Humans have more then 5 senses


----------



## niss (Apr 25, 2010)

Dumaresq said:


> What? Where in the world did that last statement come from?





olias said:


> in response to your comment: "good lord, how do you do it? i think i'd break down and melt if I tried to answer every single Si thread that pops up here. there's literally hundreds of Si threads, some even still on the first page right now.
> 
> you must have oceans of patience."
> 
> I observe that we often denigrate other types because we don't personally like their style. ISTJ's especially get a lot of shit for just being themselves, but like you observed - they're patient and steady.
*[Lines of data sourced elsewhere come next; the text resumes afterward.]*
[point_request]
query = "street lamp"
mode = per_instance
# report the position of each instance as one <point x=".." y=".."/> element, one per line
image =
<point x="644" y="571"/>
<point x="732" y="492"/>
The world takes all types.





Dumaresq said:


> I'm still missing the "appear simple people" and "needed just as much as ENTJs and ESFPs."
> 
> Also, the inclusive plural pronoun "we" is a little strange. As far as I'm aware, I haven't denigrated @niss. If anything, it was a compliment?





olias said:


> We being the community of human kind. A generalized we. It was an observation of my generalized experience with types, and listening to others discuss various types. ISTJ's get a lot of shit for being boring or uninteresting in my experience. The flip side to what some see as boring is patience and perseverance, and reliability.
> 
> ENTJ's are strong, out front, domineering types sometimes. ESFPs can be loud, flashy, attention getting types. Because it's not uncommon for more extroverted types to draw attention, they also draw more energy in the form of analysis and understanding.
> 
> And this, ladies and gentlemen, has been a demonstration of the challenges in communication between INTJ's and ESTJ's ;-)


Basically, Si-doms are viewed in this manner because of our focus on the past. It is a natural extension of our cognitive functions that we will do so, because that is how we interpret data. Hence our tendency to disregard as irrelevant theoretical and abstract discussions (using the past to interpret the present leaves little room for "what if" discussions that lack immediate applicability).

Of course, the argument could be made that we are being judged as "simple" merely because we are not focused on the new and fashionable in arenas of thought. What is considered avant-garde in arts, architecture, or science is not so far removed from the ridiculous fashions we've all seen on the runway.


----------



## niss (Apr 25, 2010)

FreeBeer said:


> *Si:*
> 
> 
> 
> ...


The gif is not Si - that's absurd.

The other senses are derived from the five senses. (e.g. pain comes from touch, etc.)


----------



## LibertyPrime (Dec 17, 2010)

niss said:


> The gif is not Si - that's absurd.
> 
> The other senses are derived from the five senses. (e.g. pain comes from touch, etc.)


._. how do you touch your internal organs or nerves etc? Also what about your sense of time or balance?

The gif is relevant:


> We view an object's internal state as the relationship between events that precondition one another. This element perceives information about how processes are reflected by one's internal state (Si). This includes the sense of one's own condition and the sensations of people evoked by this interdependence. Interaction in space is nothing more than a reflection of one object in another. Objects reflect in other objects, evoking certain sensations in one another. Such an individual perceives external information in form of sensations evoked by ongoing events. *For example, the sensation of pain is essentially the reflection within a person's mind of a relationship between his functioning body and a process occurring in some part of the body that impedes this functioning.*


Source: http://wikisocion.org/en/index.php?title=Introverted_sensing

o.o I was being quite serious. Si introverted sensing aka experiential sensing: subjective physical experience through the senses. This is probably why a Si dom can tell the difference between his mother's cooking and the restaurant if the dish is the same one & evaluate both relative to one-another without sampling both at the same time.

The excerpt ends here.